Cognitive load, my ass
In a now oft-quoted interview for the Independent, Craig Federighi remarks:
We’re living with iPads, we’re living with phones, our own sense of the aesthetic – the sort of openness and airiness of the interface – the fact that these devices have large retina displays now. All of these things led us to the design for the Mac, that felt to us most comfortable, actually in no way related to touch.
I’ve never felt more comfortable moving across our family of devices as a user, which I do hundreds of times a day than I do now, moving between iOS 14, iPadOS 14, and macOS Big Sur. They all just feel of a family – there’s just less cognitive load to the switching process.
I’ve used iOS since it was still called iPhone OS, and of course I’ve used Mac OS for more than 30 years now, and I’ve never felt that ‘cognitive load’ Federighi talks about when switching from one OS to the other. I also never had a problem recognising that the two systems were from the same company. And neither did any of my friends or acquaintances, whether they’re Mac or Windows or Linux users, whether they’re tech-savvy people in general or not. And here we have someone who, I believe, has used Mac OS for as long as I have, and is also the VP of Software Engineering at Apple, talking about this ‘cognitive load’ when switching from one platform to another… And, well, I have a really hard time believing him, you know?
At the same time I’m in full agreement with Michael Tsai when he says:
The cognitive load that Federighi mentions just isn’t something I’ve (consciously) experienced. And one could make the argument that it’s confusing to make systems that work differently look the same. But I take him at his word because it certainly explains decisions like the awful iOS-style alerts. That design provides no benefits for touch; it just makes macOS look more like iOS, which he considers to be a plus.
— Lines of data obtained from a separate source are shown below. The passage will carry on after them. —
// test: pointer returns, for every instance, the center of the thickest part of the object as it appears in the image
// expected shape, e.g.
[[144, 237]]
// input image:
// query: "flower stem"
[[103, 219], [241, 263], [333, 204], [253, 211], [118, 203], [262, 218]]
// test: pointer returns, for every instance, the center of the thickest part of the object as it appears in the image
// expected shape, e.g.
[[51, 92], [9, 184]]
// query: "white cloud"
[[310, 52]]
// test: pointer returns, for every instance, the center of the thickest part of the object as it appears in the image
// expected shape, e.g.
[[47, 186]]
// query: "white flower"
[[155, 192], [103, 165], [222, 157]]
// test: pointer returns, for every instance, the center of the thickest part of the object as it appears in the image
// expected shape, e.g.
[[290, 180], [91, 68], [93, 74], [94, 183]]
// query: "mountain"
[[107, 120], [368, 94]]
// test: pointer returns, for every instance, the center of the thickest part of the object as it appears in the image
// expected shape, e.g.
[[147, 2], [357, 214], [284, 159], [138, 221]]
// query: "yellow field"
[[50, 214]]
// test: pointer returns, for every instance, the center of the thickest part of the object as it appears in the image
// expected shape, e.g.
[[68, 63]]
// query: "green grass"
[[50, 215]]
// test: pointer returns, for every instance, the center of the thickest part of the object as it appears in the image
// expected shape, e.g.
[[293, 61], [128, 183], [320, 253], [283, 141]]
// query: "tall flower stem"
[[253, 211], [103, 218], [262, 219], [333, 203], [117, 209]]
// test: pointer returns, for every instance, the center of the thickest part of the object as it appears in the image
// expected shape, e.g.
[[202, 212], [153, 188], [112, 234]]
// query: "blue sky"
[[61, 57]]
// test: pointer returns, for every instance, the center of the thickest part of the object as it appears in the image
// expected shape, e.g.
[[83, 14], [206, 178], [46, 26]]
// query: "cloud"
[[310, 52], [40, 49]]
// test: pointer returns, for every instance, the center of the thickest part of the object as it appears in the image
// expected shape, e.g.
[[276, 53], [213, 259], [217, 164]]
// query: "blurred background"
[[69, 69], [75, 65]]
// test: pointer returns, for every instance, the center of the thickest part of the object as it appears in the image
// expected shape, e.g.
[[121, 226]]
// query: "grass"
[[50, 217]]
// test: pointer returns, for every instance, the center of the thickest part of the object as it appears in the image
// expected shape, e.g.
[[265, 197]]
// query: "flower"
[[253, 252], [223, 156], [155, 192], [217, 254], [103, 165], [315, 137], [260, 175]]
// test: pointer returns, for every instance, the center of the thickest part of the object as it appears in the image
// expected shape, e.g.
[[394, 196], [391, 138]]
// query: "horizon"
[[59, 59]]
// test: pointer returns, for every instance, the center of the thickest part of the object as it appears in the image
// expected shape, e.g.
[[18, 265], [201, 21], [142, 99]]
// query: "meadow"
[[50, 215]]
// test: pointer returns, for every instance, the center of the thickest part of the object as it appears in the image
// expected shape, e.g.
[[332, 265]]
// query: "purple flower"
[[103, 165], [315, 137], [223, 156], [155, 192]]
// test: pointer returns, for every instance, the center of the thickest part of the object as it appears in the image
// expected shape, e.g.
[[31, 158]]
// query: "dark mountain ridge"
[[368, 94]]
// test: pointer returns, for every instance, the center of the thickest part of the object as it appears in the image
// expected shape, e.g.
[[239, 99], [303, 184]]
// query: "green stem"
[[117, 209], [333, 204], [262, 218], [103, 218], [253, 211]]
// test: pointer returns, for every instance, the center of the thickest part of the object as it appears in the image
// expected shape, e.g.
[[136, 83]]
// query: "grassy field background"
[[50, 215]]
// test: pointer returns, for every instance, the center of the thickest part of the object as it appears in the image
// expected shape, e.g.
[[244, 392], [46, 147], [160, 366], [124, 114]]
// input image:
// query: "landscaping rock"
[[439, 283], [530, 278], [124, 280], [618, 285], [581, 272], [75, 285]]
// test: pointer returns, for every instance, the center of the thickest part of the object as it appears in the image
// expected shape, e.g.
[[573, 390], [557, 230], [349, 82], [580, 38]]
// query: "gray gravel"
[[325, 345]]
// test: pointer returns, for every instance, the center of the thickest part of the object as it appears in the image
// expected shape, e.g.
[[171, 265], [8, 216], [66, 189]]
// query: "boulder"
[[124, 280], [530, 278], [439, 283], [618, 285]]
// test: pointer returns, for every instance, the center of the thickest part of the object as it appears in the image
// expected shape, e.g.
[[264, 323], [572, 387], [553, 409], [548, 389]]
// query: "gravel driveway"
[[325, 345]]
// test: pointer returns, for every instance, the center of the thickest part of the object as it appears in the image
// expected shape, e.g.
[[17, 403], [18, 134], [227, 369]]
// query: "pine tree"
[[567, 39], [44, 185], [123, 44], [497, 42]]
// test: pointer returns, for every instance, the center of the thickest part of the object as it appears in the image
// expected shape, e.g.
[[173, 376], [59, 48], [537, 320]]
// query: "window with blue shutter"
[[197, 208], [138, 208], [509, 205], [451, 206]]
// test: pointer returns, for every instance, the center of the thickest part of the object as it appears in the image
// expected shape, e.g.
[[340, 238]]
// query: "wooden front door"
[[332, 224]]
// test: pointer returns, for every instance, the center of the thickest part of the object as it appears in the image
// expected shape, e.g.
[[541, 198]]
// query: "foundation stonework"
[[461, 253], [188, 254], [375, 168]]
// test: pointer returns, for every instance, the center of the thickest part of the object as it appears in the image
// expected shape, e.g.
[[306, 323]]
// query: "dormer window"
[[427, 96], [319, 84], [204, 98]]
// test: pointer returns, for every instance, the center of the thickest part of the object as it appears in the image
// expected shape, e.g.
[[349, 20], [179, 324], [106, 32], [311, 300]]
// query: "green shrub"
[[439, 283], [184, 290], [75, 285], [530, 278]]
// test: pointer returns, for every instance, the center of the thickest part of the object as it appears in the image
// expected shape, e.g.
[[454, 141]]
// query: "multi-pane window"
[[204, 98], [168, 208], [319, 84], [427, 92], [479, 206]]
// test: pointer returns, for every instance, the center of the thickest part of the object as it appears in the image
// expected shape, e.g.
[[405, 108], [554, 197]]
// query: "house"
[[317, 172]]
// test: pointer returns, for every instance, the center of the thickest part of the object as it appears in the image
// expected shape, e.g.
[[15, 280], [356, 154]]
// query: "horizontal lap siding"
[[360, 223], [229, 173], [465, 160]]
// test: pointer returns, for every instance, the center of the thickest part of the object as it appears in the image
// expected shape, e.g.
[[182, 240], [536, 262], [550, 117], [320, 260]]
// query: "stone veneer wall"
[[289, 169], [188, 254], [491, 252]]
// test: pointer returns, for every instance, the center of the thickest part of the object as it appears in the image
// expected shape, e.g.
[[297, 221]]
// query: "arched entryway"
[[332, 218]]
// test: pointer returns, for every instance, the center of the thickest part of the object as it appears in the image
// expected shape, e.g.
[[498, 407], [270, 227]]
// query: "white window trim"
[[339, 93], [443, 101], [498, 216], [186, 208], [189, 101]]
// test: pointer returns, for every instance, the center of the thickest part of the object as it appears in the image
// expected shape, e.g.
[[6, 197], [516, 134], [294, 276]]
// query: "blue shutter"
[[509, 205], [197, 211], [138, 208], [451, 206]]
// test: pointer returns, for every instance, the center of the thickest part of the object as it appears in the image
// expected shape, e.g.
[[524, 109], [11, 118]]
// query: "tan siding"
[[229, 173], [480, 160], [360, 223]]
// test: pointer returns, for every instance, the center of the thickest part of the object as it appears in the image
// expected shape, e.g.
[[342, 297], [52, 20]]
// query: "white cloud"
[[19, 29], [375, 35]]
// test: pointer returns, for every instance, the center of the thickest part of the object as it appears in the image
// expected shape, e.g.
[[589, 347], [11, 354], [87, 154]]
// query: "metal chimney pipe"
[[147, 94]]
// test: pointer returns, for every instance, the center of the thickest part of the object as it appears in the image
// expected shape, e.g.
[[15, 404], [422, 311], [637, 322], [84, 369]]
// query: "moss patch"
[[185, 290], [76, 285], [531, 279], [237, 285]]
What I do believe is that it’s the software engineers at Apple who have been progressively experiencing a cognitive load in trying to bring forward different operating systems with different ages, histories, and design such as Mac OS and iOS. It’s been a while, I’m sure, that they were aching to simplify software development across all platforms, and the best way to do that was to unify all of them. And if you look at all of them, which was the outlier until now? Mac OS, of course. Who cares if it was the oldest, more robust, more consistent UI-wise. It was the odd one out, and now that Apple has regained complete control of the platform at the hardware level with Apple Silicon, the software has to play along.